Services on Demand
Revista Brasileira de Medicina do Esporte
On-line version ISSN 1806-9940
SOUZA, Renato Aparecido et al. Influence of the short and long term supplementation of creatine on the plasmatic concentrations of glucose and lactate in Wistar rats. Rev Bras Med Esporte [online]. 2006, vol.12, n.6, pp.361-365. ISSN 1806-9940. http://dx.doi.org/10.1590/S1517-86922006000600012.

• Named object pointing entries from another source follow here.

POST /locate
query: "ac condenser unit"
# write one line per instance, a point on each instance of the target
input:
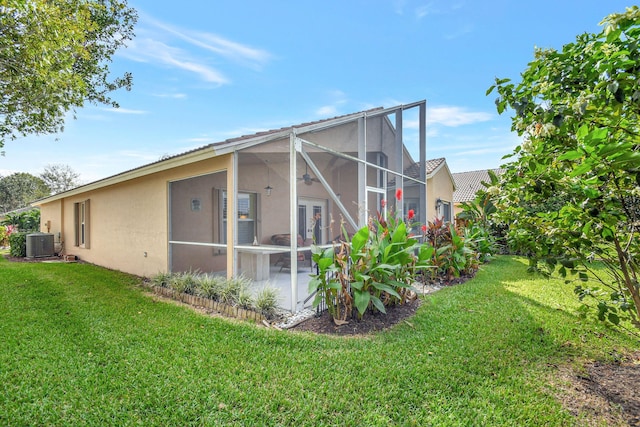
(39, 245)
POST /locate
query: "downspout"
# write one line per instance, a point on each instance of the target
(362, 171)
(232, 217)
(294, 147)
(422, 136)
(399, 163)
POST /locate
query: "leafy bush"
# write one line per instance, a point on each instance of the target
(266, 301)
(161, 279)
(183, 282)
(4, 235)
(373, 269)
(230, 292)
(236, 291)
(18, 244)
(245, 298)
(24, 221)
(208, 286)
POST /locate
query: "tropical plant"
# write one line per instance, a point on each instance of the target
(572, 191)
(373, 269)
(266, 301)
(4, 235)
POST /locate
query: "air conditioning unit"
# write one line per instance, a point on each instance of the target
(39, 245)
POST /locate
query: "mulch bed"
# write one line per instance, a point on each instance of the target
(371, 322)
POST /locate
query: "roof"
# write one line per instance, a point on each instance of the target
(433, 165)
(226, 146)
(468, 183)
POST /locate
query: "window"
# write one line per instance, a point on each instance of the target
(81, 221)
(247, 214)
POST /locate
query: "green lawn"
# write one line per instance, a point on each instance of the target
(81, 345)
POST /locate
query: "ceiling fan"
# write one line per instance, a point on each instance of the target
(308, 179)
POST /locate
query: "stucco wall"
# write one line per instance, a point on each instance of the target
(440, 186)
(128, 224)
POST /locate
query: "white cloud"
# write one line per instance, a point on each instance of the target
(327, 110)
(149, 50)
(453, 116)
(124, 111)
(213, 43)
(170, 95)
(459, 32)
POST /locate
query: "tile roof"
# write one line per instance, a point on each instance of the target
(468, 184)
(413, 170)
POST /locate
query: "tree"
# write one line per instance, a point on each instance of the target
(59, 178)
(20, 189)
(572, 190)
(53, 59)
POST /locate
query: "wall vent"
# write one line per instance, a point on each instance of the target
(39, 245)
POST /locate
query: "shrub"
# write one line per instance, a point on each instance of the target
(230, 292)
(161, 279)
(183, 282)
(208, 286)
(266, 301)
(18, 244)
(245, 298)
(4, 235)
(376, 268)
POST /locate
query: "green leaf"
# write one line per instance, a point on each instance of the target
(378, 304)
(361, 300)
(571, 155)
(581, 169)
(358, 242)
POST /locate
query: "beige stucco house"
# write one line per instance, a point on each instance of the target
(468, 184)
(229, 208)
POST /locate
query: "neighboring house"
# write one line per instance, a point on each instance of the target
(229, 207)
(468, 184)
(440, 190)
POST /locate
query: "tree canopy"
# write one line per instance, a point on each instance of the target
(60, 178)
(572, 191)
(54, 57)
(19, 190)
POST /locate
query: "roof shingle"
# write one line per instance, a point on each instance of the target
(468, 184)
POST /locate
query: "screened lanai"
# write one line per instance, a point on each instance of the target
(313, 182)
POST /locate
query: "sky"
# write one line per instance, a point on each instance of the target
(205, 71)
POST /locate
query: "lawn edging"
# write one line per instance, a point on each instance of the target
(208, 303)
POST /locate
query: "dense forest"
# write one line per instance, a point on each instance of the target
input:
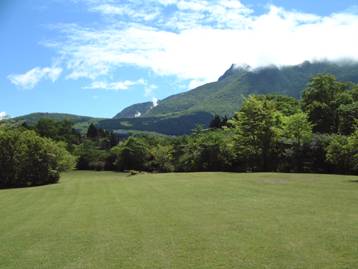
(318, 133)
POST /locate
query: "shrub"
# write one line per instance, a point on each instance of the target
(29, 160)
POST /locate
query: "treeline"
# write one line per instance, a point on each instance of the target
(270, 133)
(318, 133)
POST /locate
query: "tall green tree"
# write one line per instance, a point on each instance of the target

Recent studies suggest that the creatine supplementation can interfere with glucose uptake and lactate production during the physical activity. The aim of this study was to investigate the effects of the short-term (5 g.kg1 for 1 week) and long-term (1 g.kg1 for 8 weeks) creatine supplementation on the plasmatic concentrations of glucose and lactate of sedentary and exercised (swimming to 80% of the tolerated maximum load) rats. Seventy two male Wistar rats (240 ± 10 g) were used and divided equally in 4 experimental groups (n = 18): CON - sedentary rats without supplementation; NAT - exercised rats without supplementation; CRE - sedentary rats with supplementation; CRE + NAT - exercised rats with supplementation. The blood samples were obtained weekly before and after the maximum load test. Before the maximum load test, except for the group CRE-NAT (3-5 weeks), that presented lower level of plasma glucose concentration in relationship the other groups, all the other results were similar among the experimental groups. After the maximum load test, all of the experimental groups presented reduction of the plasma glucose concentration and increase of the plasma lactate concentration. However, in relation to the glucose, this reduction was significantly (p < 0.05) pronounced in the groups CRE (1-4 weeks) and CRE + NAT (1-8 weeks), and in relation to the lactate, the increase was significantly (p < 0.05) smaller in the groups CRE (1-2 weeks) and CRE + NAT (1-8 weeks). The findings of this study suggest that the adopted regime of supplementation influenced the metabolic glycemic profile, minimized the lactate accumulation and increased the maximum load supported in the animals supplemented.
Keywords : Creatine supplementation; Ergogenic aid; Bioenergetic; Rats.